Хроника объявленной смерти, объявленной заранее - Габриэль Гарсия Маркес
Шрифт:
Интервал:
Закладка:
— Не будь дурой, — сказал он ей. — Никого эти двое не убьют, а уж богача тем более.
Когда Клотильде Армента вернулась в лавку, близнецы разговаривали с полицейским Леандро Порноем, который пришел за молоком для алькальда. Она не слышала, о чём шла речь, но предположила, что они сказали ему нечто о своем замысле, судя по тому взгляду, которым полицейский, выходя из лавки, посмотрел на ножи.
Полковник Ласаро Апонте поднялся чуть раньше четырех часов. Он заканчивал бриться, когда полицейский Леандро Порной донес ему о намерениях братьев Викарио. Полковник минувшей ночью уладил столько раздоров между друзьями, что и не подумал торопиться из-за еще одного. Он неспешно оделся, несколько раз, пока не остался доволен, поправлял галстук-бабочку, затем повесил на шею ладанку члена Конгрегации Девы Марии — так он собирался встречать епископа. Пока он завтракал жареной печенкой, приправленной колечками лука, его супруга в большом возбуждении рассказала ему о том, что Байардо Сан Роман вернул в родительский дом Анхелу Викарио, но полковник воспринял это сообщение вовсе не так драматично.
— Бог ты мой, — пошутил он, — что подумает епископ?
Однако, еще не докончив завтрака, он вспомнил то, о чём только что рассказал ему ординарец, сопоставил два известия и немедля обнаружил, что они в точности дополняют друг друга, как две части одной головоломки. Тогда он направился к площади по улице нового порта, дома на которой начинали оживать по случаю прибытия епископа. “Четко помню, было около пяти, и начинал накрапывать дождь”, — сказал мне полковник Ласаро Апонте. По дороге три человека останавливали алькальда и секретно сообщали ему, что братья Викарио поджидают Сантьяго Насара, чтобы убить, но лишь один из троих смог сказать — где.

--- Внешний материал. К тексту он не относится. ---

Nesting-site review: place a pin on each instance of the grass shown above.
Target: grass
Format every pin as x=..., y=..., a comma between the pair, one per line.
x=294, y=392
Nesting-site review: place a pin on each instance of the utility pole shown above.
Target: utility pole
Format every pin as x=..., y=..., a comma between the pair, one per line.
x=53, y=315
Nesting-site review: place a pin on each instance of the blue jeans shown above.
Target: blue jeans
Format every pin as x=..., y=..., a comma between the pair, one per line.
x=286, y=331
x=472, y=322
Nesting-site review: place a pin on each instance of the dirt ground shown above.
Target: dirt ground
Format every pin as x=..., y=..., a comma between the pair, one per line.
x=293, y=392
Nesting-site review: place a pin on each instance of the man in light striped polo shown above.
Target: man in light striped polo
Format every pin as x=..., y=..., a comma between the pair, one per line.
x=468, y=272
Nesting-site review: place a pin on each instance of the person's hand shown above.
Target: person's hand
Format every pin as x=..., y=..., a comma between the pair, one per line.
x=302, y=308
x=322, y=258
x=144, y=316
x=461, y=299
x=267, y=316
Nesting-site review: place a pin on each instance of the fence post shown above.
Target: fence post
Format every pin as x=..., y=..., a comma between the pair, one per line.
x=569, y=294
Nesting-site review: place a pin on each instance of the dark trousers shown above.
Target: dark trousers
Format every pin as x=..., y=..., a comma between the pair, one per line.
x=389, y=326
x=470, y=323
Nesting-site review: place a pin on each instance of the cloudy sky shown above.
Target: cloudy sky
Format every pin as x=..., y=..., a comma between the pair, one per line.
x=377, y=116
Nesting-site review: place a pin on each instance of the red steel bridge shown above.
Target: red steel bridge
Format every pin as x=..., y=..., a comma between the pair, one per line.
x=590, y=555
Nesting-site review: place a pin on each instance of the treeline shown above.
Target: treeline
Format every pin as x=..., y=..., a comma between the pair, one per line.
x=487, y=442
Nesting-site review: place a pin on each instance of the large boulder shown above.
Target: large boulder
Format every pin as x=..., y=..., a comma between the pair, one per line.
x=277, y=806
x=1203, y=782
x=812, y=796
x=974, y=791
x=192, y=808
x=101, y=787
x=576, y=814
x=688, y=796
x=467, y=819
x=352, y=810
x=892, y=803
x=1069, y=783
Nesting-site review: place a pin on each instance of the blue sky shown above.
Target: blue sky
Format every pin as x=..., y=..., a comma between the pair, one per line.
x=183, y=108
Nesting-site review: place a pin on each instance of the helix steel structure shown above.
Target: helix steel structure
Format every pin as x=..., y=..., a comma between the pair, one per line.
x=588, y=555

Он нашел их в лавке Клотильде Арменты. “Когда я их увидел, подумал, пустая похвальба, — сказал он мне со своей неподражаемой логикой. — Они ведь вовсе не были так пьяны, как я предполагал”. Он даже не расспросил братьев об их намерениях — попросту отобрал ножи и велел идти спать. Он обращался с ними с тем же самодовольством, с каким отмахнулся от беспокойства супруги.
— Представьте, — сказал он им, — что подумает епископ, когда увидит вас в таком состоянии!
Они ушли. Клотильде Армента испытала очередное разочарование от бездумности алькальда — она считала, что он обязан взять близнецов под арест, пока не выяснится правда. Полковник Апонте показал ей ножи в качестве решающего довода.
— Им теперь уже нечем убивать, — сказал он.
— Дело не в этом, — сказала Клотильде Армента, — а в том, чтобы освободить несчастных парней от ужасного долга, который на них свалился.
Видно, она это почувствовала. Она была уверена, что братья Викарио не столько рвутся исполнить смертный приговор, сколько жаждут найти кого-нибудь, кто оказал бы им услугу, помешав сделать это. Но в душе полковника Апонте царил покой.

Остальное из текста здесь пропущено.